Think of it as an asterisk in President Barack Obama's $3.9 trillion budget. One sentence on Page 150 of the president's newly released 2015 budget proposal calls for “eliminating aggressive Social Security-claiming strategies.”
My intrepid
InvestmentNews colleague Darla Mercado
ferreted out the potentially significant statement this week. I called the Social Security Administration immediately to ask about its meaning. My SSA contacts promise to get back to me. I'll let you know when they do.
The sentence, in its entirety, says: “In addition, the budget proposes to eliminate aggressive Social Security-claiming strategies, which allow upper-income beneficiaries to manipulate the timing of collection of Social Security benefits in order to maximize delayed retirement credits. “
That's it. No explanation.
(Mary Beth's advice: Don't get greedy with Social Security strategies)
My question is which strategies would be eliminated and how would it be accomplished?
Would it mean an end to the file-and-suspend strategy that allows a beneficiary who is full retirement age or older to claim Social Security and immediately suspend those benefits? Would it eliminate the ability for a spouse to restrict his or her claim to spousal benefits only while his or her own retirement benefits continue to accrue delayed retirement credits up to 70?
The file-and-suspend strategy, which allows the beneficiary's eligible spouse or dependent minor children to collect benefits while their own retirement benefits continue to grow, was authorized by the Senior Citizens' Freedom to Work Act of 2000.
I suspect a congressionally authorized provision would require an act of Congress to change it. If so, financial advisers can rest easy knowing that, like tax reform, there's a big difference and a long time lag between proposals and final action.
On the other hand, if this proposed change could be accomplished administratively at the agency level, it could happen relatively quickly.
Back in December 2010, SSA announced a rule change that limited the time period for beneficiaries to withdraw an application for retirement benefit to within 12 months of first claiming and decreed that the option could only be exercised once. Prior to the rule change, which went into effect immediately upon announcement, there was no time limit on when people could exercise the so-called “do-over” strategy or how many times they could do it.
William Meyer, co-founder of Social Security Solutions, a software company that provides programs that calculate appropriate claiming strategies for consumers and financial advisers, doesn't see any cause for alarm.
“The last two material changes to Social Security were in 1977 and 1983, and it took seven and 17 years, respectfully, from the time the change was announced to the time the government implemented it,” Mr. Meyer wrote in an e-mail.
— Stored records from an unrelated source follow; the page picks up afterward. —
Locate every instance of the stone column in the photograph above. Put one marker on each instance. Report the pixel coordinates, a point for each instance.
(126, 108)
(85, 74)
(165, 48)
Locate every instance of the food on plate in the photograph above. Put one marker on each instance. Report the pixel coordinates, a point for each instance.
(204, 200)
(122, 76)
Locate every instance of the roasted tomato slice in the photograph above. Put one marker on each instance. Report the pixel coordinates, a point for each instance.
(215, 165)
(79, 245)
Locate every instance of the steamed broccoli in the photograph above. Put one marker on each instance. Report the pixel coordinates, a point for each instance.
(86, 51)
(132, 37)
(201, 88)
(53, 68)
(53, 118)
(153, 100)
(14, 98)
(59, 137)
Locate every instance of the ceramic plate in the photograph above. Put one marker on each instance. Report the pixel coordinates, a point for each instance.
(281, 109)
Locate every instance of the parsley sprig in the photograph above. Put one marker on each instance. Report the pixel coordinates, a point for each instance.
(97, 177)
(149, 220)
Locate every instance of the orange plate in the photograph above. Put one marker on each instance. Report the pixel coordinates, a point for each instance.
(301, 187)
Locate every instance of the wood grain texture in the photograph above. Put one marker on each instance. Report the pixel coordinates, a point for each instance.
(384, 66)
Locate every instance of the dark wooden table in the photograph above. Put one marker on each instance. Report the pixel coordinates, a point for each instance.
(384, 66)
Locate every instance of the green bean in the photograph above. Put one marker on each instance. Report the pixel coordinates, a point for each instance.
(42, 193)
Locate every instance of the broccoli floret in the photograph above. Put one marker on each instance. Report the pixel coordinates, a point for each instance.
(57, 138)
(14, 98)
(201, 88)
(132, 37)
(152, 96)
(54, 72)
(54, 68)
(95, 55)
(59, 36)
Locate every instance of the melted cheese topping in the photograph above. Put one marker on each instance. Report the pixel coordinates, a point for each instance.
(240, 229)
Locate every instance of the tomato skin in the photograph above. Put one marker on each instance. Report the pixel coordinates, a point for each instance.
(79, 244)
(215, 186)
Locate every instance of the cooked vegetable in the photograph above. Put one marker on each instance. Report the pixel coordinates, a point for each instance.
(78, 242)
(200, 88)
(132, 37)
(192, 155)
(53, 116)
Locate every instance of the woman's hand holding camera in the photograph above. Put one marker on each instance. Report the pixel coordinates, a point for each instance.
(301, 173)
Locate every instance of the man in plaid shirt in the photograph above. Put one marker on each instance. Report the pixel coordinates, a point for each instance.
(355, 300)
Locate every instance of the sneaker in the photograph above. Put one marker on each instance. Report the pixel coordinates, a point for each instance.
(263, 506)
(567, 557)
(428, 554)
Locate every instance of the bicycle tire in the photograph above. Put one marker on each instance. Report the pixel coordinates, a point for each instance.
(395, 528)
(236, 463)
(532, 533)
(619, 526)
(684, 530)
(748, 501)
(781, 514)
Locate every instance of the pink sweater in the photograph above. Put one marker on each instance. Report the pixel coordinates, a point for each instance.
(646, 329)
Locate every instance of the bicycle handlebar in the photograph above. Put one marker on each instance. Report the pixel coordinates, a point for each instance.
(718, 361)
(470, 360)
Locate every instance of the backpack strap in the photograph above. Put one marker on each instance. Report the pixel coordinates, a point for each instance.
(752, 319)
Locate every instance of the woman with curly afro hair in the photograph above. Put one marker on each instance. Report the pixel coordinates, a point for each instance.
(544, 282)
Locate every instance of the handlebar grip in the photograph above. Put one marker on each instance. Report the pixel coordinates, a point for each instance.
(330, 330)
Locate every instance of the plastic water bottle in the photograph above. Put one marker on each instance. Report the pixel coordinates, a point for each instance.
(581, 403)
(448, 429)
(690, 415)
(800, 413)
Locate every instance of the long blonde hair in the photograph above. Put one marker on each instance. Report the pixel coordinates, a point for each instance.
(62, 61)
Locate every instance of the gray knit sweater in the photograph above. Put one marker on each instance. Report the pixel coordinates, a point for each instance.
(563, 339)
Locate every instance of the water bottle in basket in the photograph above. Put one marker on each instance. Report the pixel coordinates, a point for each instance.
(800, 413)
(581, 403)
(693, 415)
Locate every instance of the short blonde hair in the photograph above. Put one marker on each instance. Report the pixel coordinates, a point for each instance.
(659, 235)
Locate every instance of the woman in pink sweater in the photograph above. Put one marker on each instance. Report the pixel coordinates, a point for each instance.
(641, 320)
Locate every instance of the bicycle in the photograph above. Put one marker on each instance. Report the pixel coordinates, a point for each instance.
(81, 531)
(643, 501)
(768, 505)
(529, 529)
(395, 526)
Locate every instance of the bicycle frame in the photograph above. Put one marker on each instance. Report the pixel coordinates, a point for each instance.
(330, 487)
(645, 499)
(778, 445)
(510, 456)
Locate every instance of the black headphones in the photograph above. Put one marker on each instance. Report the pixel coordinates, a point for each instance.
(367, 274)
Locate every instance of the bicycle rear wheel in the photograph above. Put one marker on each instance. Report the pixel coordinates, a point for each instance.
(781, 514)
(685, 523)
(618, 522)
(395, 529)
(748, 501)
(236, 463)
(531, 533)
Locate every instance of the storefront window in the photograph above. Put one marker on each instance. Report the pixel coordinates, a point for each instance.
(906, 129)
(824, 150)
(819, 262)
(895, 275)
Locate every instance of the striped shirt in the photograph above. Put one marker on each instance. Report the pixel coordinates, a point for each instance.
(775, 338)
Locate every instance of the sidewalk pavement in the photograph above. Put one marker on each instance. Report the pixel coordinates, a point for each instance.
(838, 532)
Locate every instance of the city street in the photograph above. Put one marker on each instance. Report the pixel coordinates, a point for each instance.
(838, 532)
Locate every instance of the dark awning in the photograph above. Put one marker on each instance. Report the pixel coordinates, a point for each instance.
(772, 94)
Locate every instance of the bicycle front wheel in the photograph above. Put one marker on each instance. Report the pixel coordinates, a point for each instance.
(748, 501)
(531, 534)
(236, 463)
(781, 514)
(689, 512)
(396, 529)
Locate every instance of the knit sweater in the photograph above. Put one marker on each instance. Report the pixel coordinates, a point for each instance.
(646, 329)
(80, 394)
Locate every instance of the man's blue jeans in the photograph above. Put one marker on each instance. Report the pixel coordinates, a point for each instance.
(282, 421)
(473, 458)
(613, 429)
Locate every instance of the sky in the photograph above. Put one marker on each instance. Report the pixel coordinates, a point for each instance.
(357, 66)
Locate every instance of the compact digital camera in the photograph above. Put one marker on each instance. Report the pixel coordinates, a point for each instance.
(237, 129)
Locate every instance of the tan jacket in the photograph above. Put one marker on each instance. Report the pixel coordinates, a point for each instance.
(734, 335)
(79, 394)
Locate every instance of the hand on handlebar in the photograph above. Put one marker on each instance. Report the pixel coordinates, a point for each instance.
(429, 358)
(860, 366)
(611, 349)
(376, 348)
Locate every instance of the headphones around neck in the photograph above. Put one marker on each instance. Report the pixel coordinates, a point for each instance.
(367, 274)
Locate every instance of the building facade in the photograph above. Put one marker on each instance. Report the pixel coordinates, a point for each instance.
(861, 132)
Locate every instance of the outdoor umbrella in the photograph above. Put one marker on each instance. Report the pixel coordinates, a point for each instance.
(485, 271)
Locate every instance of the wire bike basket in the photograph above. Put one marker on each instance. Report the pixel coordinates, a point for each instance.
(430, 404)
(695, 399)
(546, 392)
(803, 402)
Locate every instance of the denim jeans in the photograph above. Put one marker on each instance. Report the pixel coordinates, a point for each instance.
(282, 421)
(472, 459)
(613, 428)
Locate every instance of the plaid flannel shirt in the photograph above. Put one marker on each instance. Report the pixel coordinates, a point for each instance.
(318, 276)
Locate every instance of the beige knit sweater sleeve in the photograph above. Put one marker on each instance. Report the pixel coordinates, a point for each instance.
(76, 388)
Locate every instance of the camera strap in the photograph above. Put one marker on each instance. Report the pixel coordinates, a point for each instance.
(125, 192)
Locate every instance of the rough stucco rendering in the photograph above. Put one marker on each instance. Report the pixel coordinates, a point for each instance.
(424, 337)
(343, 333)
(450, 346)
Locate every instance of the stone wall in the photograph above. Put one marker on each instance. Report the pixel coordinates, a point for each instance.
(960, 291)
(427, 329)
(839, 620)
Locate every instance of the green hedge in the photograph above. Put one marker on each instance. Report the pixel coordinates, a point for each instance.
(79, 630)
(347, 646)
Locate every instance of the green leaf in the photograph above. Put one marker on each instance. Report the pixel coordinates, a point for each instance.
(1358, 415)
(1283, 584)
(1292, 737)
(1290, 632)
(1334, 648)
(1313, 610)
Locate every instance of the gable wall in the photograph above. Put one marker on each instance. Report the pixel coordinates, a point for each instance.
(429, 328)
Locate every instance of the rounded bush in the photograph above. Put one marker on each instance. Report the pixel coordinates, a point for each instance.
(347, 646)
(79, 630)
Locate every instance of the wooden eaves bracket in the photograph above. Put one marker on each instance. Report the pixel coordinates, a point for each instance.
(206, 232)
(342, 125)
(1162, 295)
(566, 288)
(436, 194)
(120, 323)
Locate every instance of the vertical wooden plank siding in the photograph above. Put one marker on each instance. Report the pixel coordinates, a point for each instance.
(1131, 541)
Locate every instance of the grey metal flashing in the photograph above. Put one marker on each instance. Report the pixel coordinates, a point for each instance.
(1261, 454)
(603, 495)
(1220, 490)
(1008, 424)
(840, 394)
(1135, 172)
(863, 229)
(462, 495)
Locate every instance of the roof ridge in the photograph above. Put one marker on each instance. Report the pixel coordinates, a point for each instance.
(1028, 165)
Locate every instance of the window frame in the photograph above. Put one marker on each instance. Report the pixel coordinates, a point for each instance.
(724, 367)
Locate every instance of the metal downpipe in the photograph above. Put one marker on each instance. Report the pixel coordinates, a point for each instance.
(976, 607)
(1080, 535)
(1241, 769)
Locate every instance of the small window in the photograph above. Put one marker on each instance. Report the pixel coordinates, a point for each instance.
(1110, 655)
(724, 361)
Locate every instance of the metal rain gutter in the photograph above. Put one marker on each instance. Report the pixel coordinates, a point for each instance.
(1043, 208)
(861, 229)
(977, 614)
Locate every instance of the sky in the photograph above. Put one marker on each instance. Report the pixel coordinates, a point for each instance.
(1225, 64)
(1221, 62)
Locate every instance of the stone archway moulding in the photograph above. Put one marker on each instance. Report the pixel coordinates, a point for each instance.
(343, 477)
As a Capitol Hill reporter for United Press International, I covered the Social Security reform commission chaired by Alan Greenspan in 1983. The decisions they made to stabilize the finances of the Social Security system were significant, including taxing some Social Security benefits for the first time, but the American public had more than a decade to get used to the changes before they went into effect.
Mr. Meyer acknowledged that the Social Security system is in need of further changes to secure its future finances, but predicts they won't happen quickly.
Plus, he said, there is no such thing as a simple change to such a complex system. “Changes are very hard to implement because there are so many rules and many of them are interdependent on one other,” he added.